Landlords: The Basics of Tax Liabilities
As the landlord of a rental property there are a number of taxes that have to be paid to HMRC due to rent being classed as an income. In this article we explain the basics of what you need to know about tax liabilities.
Income has to be declared using a self-assessment tax form which is sent directly to HMRC.
There are some allowances allowed which will lower the amount you need to pay, such as a personal allowance, which is £12,500 for 2020/21. This increases for anyone who earns more than £100,000 (including any other income).
You may also be able to claim a property allowance which sees the first £1,000 of rental income remain untaxed. Once your total income – including rent received – is calculated, you are then taxed at your personal tax band.
Landlords are also able to claim tax relief on mortgage interest to further reduce the amount you pay.
When calculating your tax bill, mortgage payments can no longer be deducted from your rental income, with a recent change in law meaning rental income is now taxed, while you receive a 20% tax credit for the mortgage interest.
Other ways to lower your tax bill are linked to things like council tax, insurance and utility bills, while tax breaks may be available if fixtures or fittings have been replaced in the property.
Leasehold properties can also offset ground rent and service charges, giving you another way to further reduce tax commitments.

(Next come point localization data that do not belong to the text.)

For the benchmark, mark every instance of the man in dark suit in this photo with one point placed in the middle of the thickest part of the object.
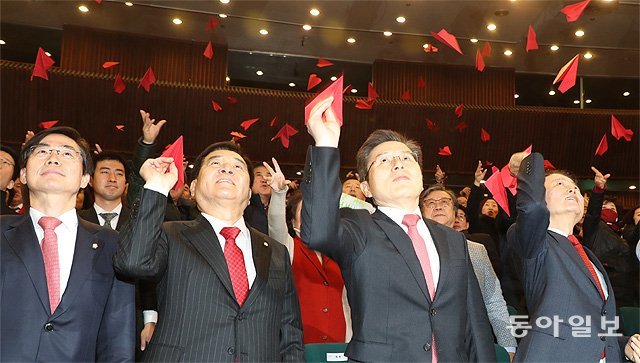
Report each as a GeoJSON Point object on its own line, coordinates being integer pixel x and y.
{"type": "Point", "coordinates": [410, 282]}
{"type": "Point", "coordinates": [61, 300]}
{"type": "Point", "coordinates": [225, 290]}
{"type": "Point", "coordinates": [562, 279]}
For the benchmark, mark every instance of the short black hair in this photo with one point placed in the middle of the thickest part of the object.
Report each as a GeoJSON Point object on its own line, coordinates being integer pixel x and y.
{"type": "Point", "coordinates": [70, 132]}
{"type": "Point", "coordinates": [223, 145]}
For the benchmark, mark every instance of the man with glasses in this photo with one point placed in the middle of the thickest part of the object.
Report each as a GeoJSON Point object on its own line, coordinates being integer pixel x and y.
{"type": "Point", "coordinates": [61, 300]}
{"type": "Point", "coordinates": [410, 283]}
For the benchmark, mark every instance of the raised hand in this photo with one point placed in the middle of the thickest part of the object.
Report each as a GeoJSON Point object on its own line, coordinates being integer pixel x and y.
{"type": "Point", "coordinates": [599, 179]}
{"type": "Point", "coordinates": [323, 125]}
{"type": "Point", "coordinates": [276, 181]}
{"type": "Point", "coordinates": [150, 129]}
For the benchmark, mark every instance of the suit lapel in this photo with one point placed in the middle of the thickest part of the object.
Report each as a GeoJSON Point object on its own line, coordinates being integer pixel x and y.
{"type": "Point", "coordinates": [23, 240]}
{"type": "Point", "coordinates": [403, 244]}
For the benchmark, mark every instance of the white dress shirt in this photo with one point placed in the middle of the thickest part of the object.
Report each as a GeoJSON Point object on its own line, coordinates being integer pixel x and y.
{"type": "Point", "coordinates": [434, 259]}
{"type": "Point", "coordinates": [114, 221]}
{"type": "Point", "coordinates": [66, 233]}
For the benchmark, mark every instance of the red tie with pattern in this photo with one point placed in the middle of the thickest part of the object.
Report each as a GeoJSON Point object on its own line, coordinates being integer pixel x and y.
{"type": "Point", "coordinates": [411, 221]}
{"type": "Point", "coordinates": [49, 248]}
{"type": "Point", "coordinates": [235, 263]}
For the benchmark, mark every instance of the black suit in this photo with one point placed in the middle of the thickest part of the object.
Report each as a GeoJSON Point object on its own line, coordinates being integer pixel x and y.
{"type": "Point", "coordinates": [200, 319]}
{"type": "Point", "coordinates": [393, 315]}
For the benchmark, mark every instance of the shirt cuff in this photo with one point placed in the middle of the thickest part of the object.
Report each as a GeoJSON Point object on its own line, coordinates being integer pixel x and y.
{"type": "Point", "coordinates": [149, 316]}
{"type": "Point", "coordinates": [157, 188]}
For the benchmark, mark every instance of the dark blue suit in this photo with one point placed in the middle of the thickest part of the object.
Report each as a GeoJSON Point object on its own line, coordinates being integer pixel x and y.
{"type": "Point", "coordinates": [95, 319]}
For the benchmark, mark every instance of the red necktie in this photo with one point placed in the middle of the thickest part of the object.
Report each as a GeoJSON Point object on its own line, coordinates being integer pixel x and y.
{"type": "Point", "coordinates": [411, 221]}
{"type": "Point", "coordinates": [49, 248]}
{"type": "Point", "coordinates": [235, 263]}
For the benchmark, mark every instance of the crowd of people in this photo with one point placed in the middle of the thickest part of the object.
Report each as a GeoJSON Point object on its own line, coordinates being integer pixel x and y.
{"type": "Point", "coordinates": [107, 259]}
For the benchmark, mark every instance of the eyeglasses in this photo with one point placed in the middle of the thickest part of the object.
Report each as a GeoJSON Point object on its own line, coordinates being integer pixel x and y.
{"type": "Point", "coordinates": [441, 203]}
{"type": "Point", "coordinates": [386, 159]}
{"type": "Point", "coordinates": [44, 151]}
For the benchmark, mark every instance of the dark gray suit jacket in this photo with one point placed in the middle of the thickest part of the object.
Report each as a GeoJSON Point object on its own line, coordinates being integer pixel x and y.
{"type": "Point", "coordinates": [393, 315]}
{"type": "Point", "coordinates": [199, 317]}
{"type": "Point", "coordinates": [556, 281]}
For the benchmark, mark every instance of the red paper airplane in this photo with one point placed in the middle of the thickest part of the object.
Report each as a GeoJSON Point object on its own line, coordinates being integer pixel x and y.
{"type": "Point", "coordinates": [618, 131]}
{"type": "Point", "coordinates": [208, 51]}
{"type": "Point", "coordinates": [106, 65]}
{"type": "Point", "coordinates": [323, 63]}
{"type": "Point", "coordinates": [444, 151]}
{"type": "Point", "coordinates": [285, 133]}
{"type": "Point", "coordinates": [335, 90]}
{"type": "Point", "coordinates": [532, 43]}
{"type": "Point", "coordinates": [147, 80]}
{"type": "Point", "coordinates": [567, 74]}
{"type": "Point", "coordinates": [47, 124]}
{"type": "Point", "coordinates": [119, 85]}
{"type": "Point", "coordinates": [43, 63]}
{"type": "Point", "coordinates": [448, 39]}
{"type": "Point", "coordinates": [574, 11]}
{"type": "Point", "coordinates": [247, 123]}
{"type": "Point", "coordinates": [176, 151]}
{"type": "Point", "coordinates": [603, 146]}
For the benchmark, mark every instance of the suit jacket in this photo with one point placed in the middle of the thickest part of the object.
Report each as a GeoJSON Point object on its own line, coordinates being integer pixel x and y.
{"type": "Point", "coordinates": [95, 318]}
{"type": "Point", "coordinates": [200, 319]}
{"type": "Point", "coordinates": [556, 281]}
{"type": "Point", "coordinates": [91, 215]}
{"type": "Point", "coordinates": [392, 313]}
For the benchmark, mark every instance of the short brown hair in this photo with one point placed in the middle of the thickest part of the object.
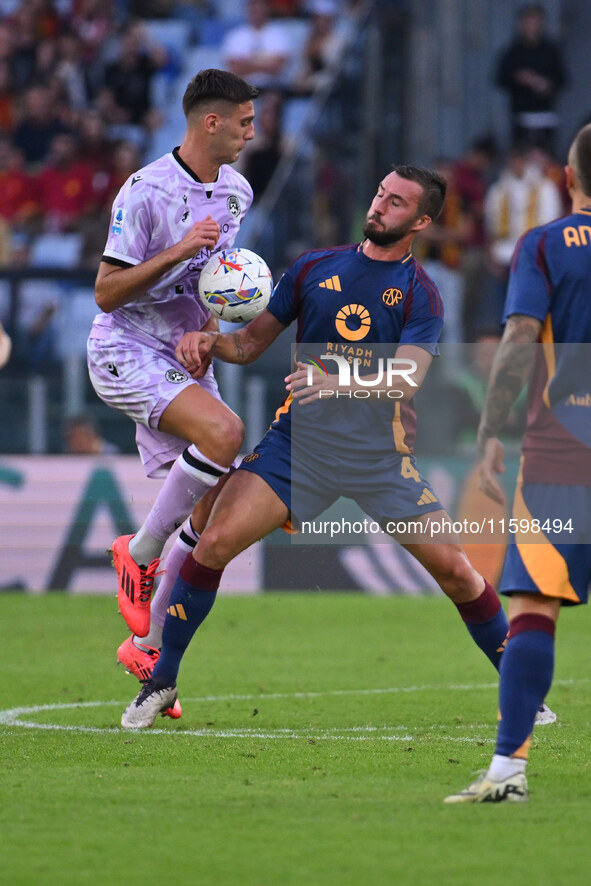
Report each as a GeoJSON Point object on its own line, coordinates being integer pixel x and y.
{"type": "Point", "coordinates": [433, 185]}
{"type": "Point", "coordinates": [218, 86]}
{"type": "Point", "coordinates": [579, 157]}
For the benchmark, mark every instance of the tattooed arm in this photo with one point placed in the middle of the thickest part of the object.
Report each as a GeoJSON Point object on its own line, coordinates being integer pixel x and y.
{"type": "Point", "coordinates": [242, 346]}
{"type": "Point", "coordinates": [510, 371]}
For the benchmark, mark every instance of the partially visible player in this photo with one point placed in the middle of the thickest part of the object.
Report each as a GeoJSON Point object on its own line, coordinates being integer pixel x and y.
{"type": "Point", "coordinates": [5, 346]}
{"type": "Point", "coordinates": [166, 221]}
{"type": "Point", "coordinates": [378, 469]}
{"type": "Point", "coordinates": [549, 302]}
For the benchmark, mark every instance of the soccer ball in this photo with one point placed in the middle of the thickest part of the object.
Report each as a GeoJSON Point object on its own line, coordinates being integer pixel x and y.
{"type": "Point", "coordinates": [235, 285]}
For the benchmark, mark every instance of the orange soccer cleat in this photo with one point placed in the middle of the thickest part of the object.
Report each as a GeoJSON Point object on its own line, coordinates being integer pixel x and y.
{"type": "Point", "coordinates": [135, 586]}
{"type": "Point", "coordinates": [141, 663]}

Recent changes to the law now mean that anyone who buys an additional residential property for £40,000 or more has to pay a 3% Stamp Duty Land Tax (SDLT) surcharge. This also applies to buy-to-let properties.
While a stamp duty holiday remains in place until 31st March 2021, the 3% rate will be applied in addition to new tax rates, which will mean paying tax on the first £500,000 of the property.
Capital gains could also be payable on profits made from rent income on properties not classed as your main home. This means paying tax on any rise in value seen on the property since you became the owner.
For the tax year 2020/21, the capital gains allowance stands at £12,300, which is the amount of profit you can receive before any tax is applied. Basic-rate taxpayers are taxed at 18%, while higher-rate taxpayers are taxed at 28%.
As long as you retain proof of any major expenditure spent on the property during your time of ownership, you may be able to reduce your capital gains tax liabilities. Stamp duty costs paid when buying the property could also be offset against your capital gains tax bill.
Our break down of landlord tax liabilities shows how important it is to calculate your profits before investing in a buy-to-let property, as without taking tax into account you run the risk of setting unrealistic expectations.
There may be a limit to what you can accurately calculate without using a professional accountant, and while it is an added expense, using their valuable tax expertise will probably save you a lot more money in the long run.